A new method for Interaction Design. What is Interaction Design? The fact that the objects we use these days are embedded with microchips and technology that change the relationship between us and the device. This allows for more input from us, and content to be dynamically produced in increasingly mobile and context aware situtuations. It's not just about devices either; services and the design of experiences are looked at with the lens of an interaction designer.

For example, portable mp3 players that fit months of music into a pocket size device. What is more important to you, is it the serivce provider that provides your mobile telephony or the phone itself? Is it Orange Mobile, or Nokia that you would switch–out more readily? These boundaries and questions are becoming blurred. Interaction designers attempt to understand the motivations of users to try to define experiences that are engaging and meaningful for them.

This discipline has come about and brought with it people from different backgrounds. They range from psychology, sociology, ethnography, graphic design, industrial design, HCI. Design Improv is a process that has been designed specifically for Interaction Design. It can be done not just by designers and makes everyone feel part of the process.

It gives everyone in the design process a common platform on which to work together to solve the complex problems that we encounter when designing interactions.

It is a method that is based on the ideas and techniques of Improvisational Theatre. When you think of theatre, you might think of a stage, and a strict performance with actors and coreographers. But Improv is not that at all. Improv theatre is much more about playing games to solve problems and involves and engages the audience as part of those games. The audience can make sugestions to the players to become part of the action. If you've ever seen "Who's Line is it Anyway?" you'll know just how engaging the spontaneous quality of improv can be.

I've designed so far 35 games that help us at different stages of the design process. The process I have designed is delivered by a service that is typically hired by design consultancies for a short period during a project's duration. The service might help to contact potential user groups, or to work with the designers' customer.

The service could be hired at different stages of the design process, from Exploration through Ideation, or Delivery of a solution. The service arrives and sets up the space to be used for Design Improv. After explaining how the workshop will work, the instructor opens up the game board.

The board is designed in 6 phases. The outer five are divided into different stages of the design process: Explore, Define, Ideate, Develop, and Deliver. The central section is for games that help us to get into the mode of improvising and help in teaching new comers how to use the process. The board is designed to help your team to decide where you are in the design process with simple questions that mark each or the six phases.

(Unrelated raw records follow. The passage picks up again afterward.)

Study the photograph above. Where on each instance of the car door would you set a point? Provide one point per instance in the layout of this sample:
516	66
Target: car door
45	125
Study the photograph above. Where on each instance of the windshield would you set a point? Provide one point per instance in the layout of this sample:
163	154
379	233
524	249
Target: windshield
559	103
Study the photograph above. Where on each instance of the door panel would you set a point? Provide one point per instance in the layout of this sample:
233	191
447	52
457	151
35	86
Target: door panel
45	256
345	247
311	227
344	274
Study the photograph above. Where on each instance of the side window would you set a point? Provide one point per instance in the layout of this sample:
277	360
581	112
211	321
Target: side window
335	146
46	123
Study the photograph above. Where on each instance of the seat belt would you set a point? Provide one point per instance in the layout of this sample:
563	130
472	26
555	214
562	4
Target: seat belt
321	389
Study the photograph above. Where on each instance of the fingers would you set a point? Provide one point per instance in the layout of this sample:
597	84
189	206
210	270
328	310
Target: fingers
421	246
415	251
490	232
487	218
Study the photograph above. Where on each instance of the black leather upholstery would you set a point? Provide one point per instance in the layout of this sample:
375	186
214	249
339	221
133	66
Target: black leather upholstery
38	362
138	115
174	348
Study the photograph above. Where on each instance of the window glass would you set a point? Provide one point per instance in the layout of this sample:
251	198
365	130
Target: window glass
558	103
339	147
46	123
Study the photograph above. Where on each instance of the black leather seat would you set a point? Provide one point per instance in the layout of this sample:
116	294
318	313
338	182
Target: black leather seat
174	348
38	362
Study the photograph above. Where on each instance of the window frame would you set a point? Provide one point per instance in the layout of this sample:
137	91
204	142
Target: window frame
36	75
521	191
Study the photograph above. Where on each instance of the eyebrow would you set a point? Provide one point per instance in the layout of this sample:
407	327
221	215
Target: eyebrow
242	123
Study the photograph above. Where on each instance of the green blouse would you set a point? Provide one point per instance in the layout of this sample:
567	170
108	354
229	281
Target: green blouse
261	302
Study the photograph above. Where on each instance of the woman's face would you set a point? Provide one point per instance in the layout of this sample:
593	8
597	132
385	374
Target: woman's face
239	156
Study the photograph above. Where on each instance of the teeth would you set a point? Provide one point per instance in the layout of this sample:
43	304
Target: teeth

The games themselves are quite big so that you can use them in a group setting. They each feature a simple illustration that helps identify it, a clearly stated goal and time limit on one side, and more detailed instructions ont he reverse for the instructor to follow.

The rest of the kit features tools that support the games in terms of creating a sense of place, placing ideas in a space, recording the process, rapid prototyping, and creating quick personas. There is also a manual for the instructor to help run sessions.